Linformer: Self Attention with Linear Complexity
Paper available on https://arxiv.org/abs/2006.04768
Recap:
- Feed-forward networks route all nodes between layers
- Convolutional networks usually route nodes from neighbours (smaller set)
- Transformers route information according to the information itself using queries (q) and keys (k)
Query is calling what nodes the information is coming from while Key provides information on what kind of information is contained. The network is fully connected (like a feed-forward), but how the information is routed is based on inner products between Q and K. Multihead attention mechanism split and route different kinds of information for each self-attention mechanism unit.
Case
- Paper calculates eigenvalues of RoBERTa to arrive at a broad estimate of the rank of the softmax matrix.
- Paper compares normalized cumulative eigenvalues of a softmax matrix that's calculated in the attention model and shows that the matrix is inefficient and is not low-rank.
- Splitting the multihead attention will push more information into low-ranking matrices.
Theorem: Self-attention is low-rank.
P tilde is low-rank of the W matrix (routing matrix). Routing with Ptilde will effectively route in the same way as routing with W matrix (plus epsilon), but arriving at P is less computationally expensive.
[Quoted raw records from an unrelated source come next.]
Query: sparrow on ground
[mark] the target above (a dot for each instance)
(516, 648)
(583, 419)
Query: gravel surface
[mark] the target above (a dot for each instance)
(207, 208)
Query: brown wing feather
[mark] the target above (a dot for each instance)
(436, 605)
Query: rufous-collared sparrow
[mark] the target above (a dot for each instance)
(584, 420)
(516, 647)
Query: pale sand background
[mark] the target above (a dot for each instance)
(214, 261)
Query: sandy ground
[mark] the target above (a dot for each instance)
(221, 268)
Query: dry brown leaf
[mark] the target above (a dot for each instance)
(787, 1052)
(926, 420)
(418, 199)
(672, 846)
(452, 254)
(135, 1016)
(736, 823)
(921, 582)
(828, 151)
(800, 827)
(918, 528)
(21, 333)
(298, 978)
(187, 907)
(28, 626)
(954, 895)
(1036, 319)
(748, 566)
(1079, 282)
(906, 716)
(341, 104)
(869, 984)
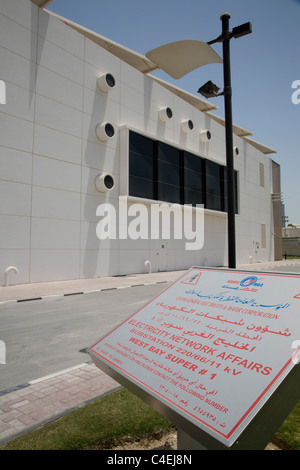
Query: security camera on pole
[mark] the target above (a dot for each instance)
(181, 57)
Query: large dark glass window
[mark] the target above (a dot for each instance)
(235, 191)
(194, 183)
(169, 187)
(141, 166)
(161, 172)
(214, 186)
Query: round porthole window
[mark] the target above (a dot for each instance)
(106, 82)
(104, 182)
(105, 131)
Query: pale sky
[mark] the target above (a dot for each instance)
(264, 64)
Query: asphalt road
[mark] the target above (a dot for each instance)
(46, 336)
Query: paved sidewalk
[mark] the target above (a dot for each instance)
(33, 404)
(37, 402)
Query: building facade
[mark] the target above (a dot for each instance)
(85, 128)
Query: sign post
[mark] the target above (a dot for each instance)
(216, 352)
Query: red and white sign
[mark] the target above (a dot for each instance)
(213, 349)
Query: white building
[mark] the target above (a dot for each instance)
(51, 156)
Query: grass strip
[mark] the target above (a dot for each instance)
(107, 420)
(116, 416)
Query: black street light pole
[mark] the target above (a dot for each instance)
(181, 57)
(227, 92)
(229, 142)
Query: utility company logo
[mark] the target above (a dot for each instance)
(2, 92)
(192, 280)
(250, 283)
(151, 221)
(296, 356)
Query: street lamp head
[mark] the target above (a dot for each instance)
(209, 90)
(241, 30)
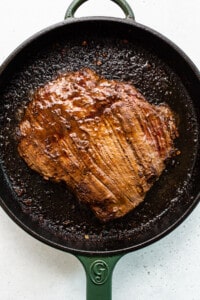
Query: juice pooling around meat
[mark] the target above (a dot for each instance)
(99, 136)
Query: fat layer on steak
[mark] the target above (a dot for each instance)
(99, 136)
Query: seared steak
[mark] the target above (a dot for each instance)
(99, 136)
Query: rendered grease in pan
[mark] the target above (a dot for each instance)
(52, 205)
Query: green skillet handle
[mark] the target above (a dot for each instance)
(121, 3)
(99, 276)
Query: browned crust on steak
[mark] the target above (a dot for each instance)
(99, 136)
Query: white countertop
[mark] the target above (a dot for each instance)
(168, 269)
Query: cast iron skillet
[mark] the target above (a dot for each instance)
(119, 49)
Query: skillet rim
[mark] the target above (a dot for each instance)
(187, 61)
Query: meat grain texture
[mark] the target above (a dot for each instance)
(99, 136)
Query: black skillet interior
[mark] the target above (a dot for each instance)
(119, 50)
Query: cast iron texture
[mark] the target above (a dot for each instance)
(115, 49)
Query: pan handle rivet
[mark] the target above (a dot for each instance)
(99, 272)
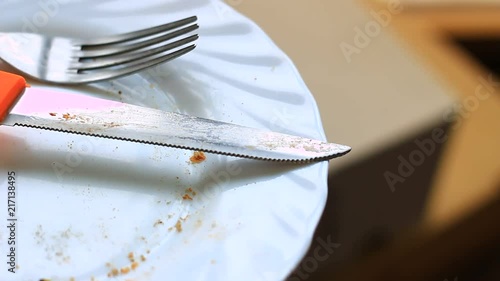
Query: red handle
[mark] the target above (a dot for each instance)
(11, 86)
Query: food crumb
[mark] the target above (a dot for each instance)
(131, 257)
(125, 270)
(198, 157)
(68, 116)
(113, 273)
(190, 190)
(158, 222)
(178, 226)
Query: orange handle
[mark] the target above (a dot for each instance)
(11, 86)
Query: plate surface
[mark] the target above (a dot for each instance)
(88, 208)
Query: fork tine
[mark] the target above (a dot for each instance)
(99, 75)
(119, 38)
(123, 48)
(131, 57)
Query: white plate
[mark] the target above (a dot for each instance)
(83, 204)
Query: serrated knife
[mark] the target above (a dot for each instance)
(80, 114)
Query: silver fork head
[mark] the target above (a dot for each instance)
(75, 61)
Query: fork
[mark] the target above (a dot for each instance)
(75, 61)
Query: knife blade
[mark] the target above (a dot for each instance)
(80, 114)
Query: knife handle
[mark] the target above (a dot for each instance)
(11, 87)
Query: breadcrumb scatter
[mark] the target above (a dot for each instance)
(178, 226)
(198, 157)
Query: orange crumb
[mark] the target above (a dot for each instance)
(68, 116)
(198, 157)
(113, 273)
(190, 190)
(125, 270)
(158, 222)
(131, 257)
(178, 226)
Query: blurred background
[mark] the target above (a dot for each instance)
(412, 86)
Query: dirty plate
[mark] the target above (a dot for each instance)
(98, 209)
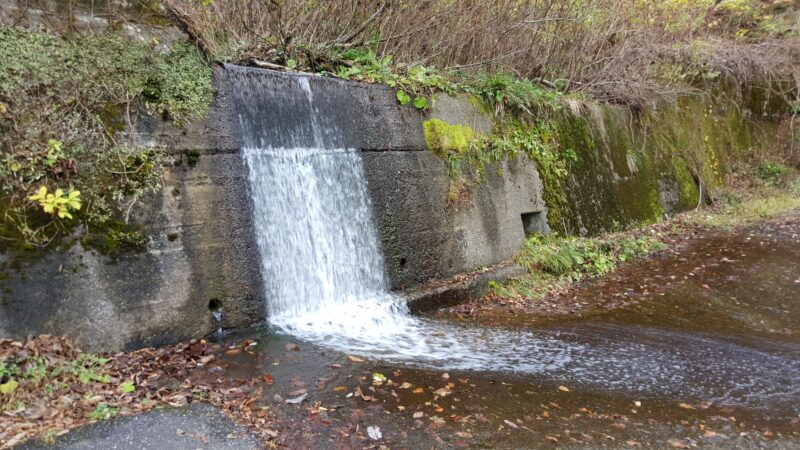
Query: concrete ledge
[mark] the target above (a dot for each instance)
(459, 289)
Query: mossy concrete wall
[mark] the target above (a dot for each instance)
(200, 255)
(635, 168)
(202, 250)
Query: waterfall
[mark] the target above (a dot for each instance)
(325, 280)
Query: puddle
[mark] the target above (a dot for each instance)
(705, 353)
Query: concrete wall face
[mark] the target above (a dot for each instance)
(202, 250)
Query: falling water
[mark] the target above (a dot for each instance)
(325, 280)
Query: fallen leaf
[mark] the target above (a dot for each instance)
(674, 443)
(443, 392)
(378, 378)
(374, 433)
(8, 387)
(297, 400)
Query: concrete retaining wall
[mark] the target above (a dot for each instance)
(202, 251)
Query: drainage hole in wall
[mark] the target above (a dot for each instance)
(534, 222)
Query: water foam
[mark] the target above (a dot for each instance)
(325, 283)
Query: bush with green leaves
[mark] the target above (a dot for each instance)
(574, 258)
(63, 102)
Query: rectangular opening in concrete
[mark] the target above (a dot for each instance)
(534, 222)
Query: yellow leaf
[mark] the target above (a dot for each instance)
(8, 387)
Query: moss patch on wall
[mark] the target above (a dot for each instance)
(604, 167)
(63, 101)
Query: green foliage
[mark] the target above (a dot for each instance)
(62, 101)
(127, 387)
(403, 98)
(574, 258)
(59, 202)
(103, 412)
(506, 92)
(8, 387)
(772, 172)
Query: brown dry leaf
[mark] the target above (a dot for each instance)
(674, 443)
(443, 392)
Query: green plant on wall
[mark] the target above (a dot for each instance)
(59, 203)
(63, 101)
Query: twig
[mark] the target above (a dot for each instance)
(486, 61)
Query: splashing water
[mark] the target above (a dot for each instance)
(325, 280)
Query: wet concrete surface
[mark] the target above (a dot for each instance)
(195, 427)
(728, 299)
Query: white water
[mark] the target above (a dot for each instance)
(325, 280)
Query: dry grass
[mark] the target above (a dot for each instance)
(617, 50)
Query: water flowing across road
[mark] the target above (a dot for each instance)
(325, 281)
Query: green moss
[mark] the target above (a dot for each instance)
(192, 157)
(117, 241)
(75, 90)
(444, 139)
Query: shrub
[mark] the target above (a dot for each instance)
(63, 99)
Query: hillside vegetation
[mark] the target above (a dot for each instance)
(617, 50)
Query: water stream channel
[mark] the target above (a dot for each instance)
(705, 351)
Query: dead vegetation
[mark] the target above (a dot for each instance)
(614, 50)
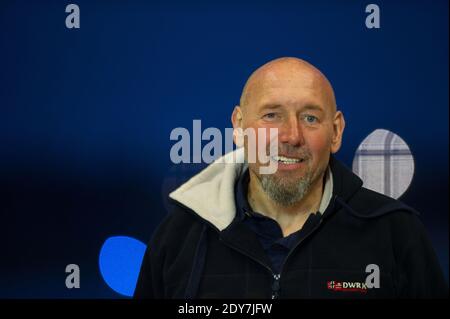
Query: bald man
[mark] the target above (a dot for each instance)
(307, 230)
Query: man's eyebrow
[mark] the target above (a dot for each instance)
(313, 107)
(271, 106)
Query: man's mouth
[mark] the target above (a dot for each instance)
(287, 160)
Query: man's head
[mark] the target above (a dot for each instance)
(296, 98)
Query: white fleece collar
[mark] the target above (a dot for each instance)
(210, 193)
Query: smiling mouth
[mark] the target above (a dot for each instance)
(287, 160)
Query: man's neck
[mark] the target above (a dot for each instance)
(290, 218)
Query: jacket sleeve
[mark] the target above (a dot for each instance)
(150, 281)
(419, 269)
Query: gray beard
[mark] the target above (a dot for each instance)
(283, 191)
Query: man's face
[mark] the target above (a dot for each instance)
(301, 107)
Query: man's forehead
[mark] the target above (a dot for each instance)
(289, 79)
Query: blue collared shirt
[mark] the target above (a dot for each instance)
(267, 230)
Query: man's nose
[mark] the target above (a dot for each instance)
(291, 132)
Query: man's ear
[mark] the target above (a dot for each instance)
(236, 119)
(338, 130)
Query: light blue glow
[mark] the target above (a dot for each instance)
(120, 261)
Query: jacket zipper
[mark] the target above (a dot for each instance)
(275, 277)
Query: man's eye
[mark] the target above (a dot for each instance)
(270, 116)
(311, 119)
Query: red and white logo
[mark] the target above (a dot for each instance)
(347, 286)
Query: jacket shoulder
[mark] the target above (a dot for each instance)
(367, 203)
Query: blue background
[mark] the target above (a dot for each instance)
(85, 115)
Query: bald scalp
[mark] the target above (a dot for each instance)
(287, 68)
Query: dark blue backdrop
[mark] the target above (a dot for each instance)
(85, 115)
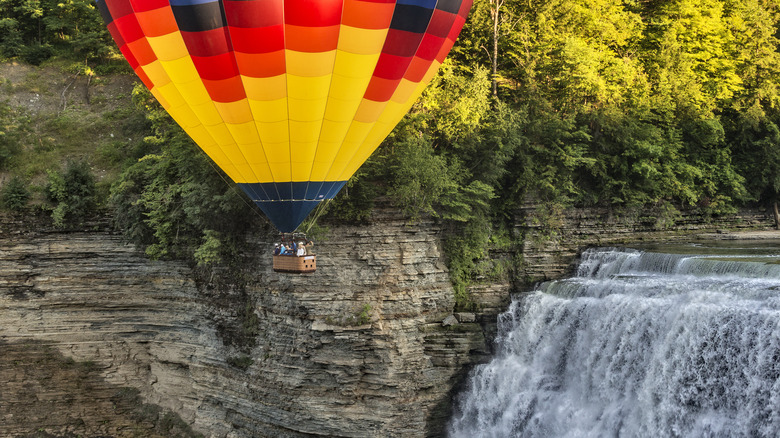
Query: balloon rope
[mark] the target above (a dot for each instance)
(317, 213)
(230, 186)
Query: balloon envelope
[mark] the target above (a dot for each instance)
(287, 97)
This is done using Johnson-Lindstrauss lemma (1948) of projecting high-dimensional matrices.
Model
- Project matrix K. Multiply KQ, softmax, use it to route V.
- Idea is to go from O(n2) to O(nk).
- Notice Linformer's inference time compared to Transformer's below:
Key takeaways
- Linformer is not a better model, but a faster model in certain cases.
- Linearization of computing time is based on JL lemma.
- Low-rank matrices are more efficient.